12.役小角
蹴鞠の練習を開始してから二時間が経ってなお、桃姫は集中力を切らさなかった。
「ぽーん、ぽーん」
落とさずに蹴り上げ続けるだけでは飽き足らず、どれだけ高く飛躍させられるかという新たな挑戦が始まっていた。
「ぽーん、ぽぉーん」
声を発しながら、雪駄を履いた足袋の甲で器用に鞠を蹴り上げていく桃姫。着実に滞空時間を伸ばしていった鞠は、ついには木々の背丈を超えて飛び上がった。
「ぽぉーん、ぽぉおーん」
木々の間から覗く白雲が浮かんだ秋の空に、赤い鞠が気持ちよさそうに舞い上がる。
祠の前からは先に行かないという桃太郎との約束は守りつつ、空飛ぶ鞠を見上げた桃姫が夢見心地に浸っていたそのとき。
「──ピィーヒョロロー」
一羽の大きなトンビが甲高い鳴き声を発すると、鋭い眼光で浮上する鞠を睨みつけ、両脚の爪を伸ばして掴み取ると同時に、強く羽ばたいて天高く飛翔した。
「あっ──!?」
一瞬の出来事に目を見開いて声を漏らした桃姫。
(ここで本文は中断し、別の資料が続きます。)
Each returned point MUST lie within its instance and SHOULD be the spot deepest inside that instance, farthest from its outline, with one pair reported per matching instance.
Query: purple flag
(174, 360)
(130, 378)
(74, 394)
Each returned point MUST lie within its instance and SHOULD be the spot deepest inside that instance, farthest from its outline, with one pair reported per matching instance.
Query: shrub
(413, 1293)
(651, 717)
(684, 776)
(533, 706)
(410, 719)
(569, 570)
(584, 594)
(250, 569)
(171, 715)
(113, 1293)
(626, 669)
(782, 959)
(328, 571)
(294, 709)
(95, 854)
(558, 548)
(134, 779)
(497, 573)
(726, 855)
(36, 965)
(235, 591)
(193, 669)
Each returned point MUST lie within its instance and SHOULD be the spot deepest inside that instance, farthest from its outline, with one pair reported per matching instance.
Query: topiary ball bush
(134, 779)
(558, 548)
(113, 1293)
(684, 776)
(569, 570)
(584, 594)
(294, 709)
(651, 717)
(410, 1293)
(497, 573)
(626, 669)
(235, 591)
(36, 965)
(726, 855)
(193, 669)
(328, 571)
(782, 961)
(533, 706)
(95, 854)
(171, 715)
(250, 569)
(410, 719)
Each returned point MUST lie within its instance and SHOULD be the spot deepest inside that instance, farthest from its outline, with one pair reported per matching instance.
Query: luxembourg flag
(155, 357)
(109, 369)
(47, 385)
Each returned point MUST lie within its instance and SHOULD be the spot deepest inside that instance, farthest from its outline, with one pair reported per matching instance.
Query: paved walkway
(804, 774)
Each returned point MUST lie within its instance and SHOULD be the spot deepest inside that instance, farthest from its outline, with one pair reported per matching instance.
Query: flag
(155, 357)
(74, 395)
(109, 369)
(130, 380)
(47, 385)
遥か頭上で発生した事態に唖然とした桃姫は、飛び去っていくトンビに向かって叫んだ。
「だめぇッ! 返してぇええッ!」
慌てて走り出した桃姫は、木々の間を沿って飛ぶトンビに両手を突き出した。
「それっ、母上からもらった! 大事な鞠なのォッ!」
桃姫は絶叫しながら走り──あっという間に三獣の祠の前を通りすぎて、山道を駆け上っていった。
「ピィーヒョロロー」
必死の形相で追いかけてくる桃姫の存在に気づいているのかいないのか、トンビは気持ちよさそうに鳴きながら羽ばたいてさらに飛翔する。
「──返せよぉおおッ!」
顔を真っ赤にしながら叫んだ桃姫は、履いている雪駄の左片方を掴むと、トンビに向かって全力で放り投げた。
しかし、14歳を迎えたばかりの少女の腕力で投げられた雪駄はトンビの高さまで届くこともなく、ただ小さな放物線を描くだけで終わった。
「…………」
乾いた音を立てながら地面に落下した雪駄を絶望の眼差しで見やった桃姫は、その場に膝から崩れ落ち、両手を地面に叩きつけながら激しく慟哭した。
「うああああッ!? なんでぇッ!? ああああッ──!!」
先程までの楽しかった時間をぐるっと反転し、絶望へと転じた上で凝縮したような深い悲しみを味わった桃姫は、滂沱の涙を地面にこぼした。
「いやだぁ、どうしてぇッ!?」
地面の砂を乱暴にひっ掴んだ桃姫は、やり場のない感情に押し潰されながら、ただ花咲山の頂きで喚くことしかできなかった。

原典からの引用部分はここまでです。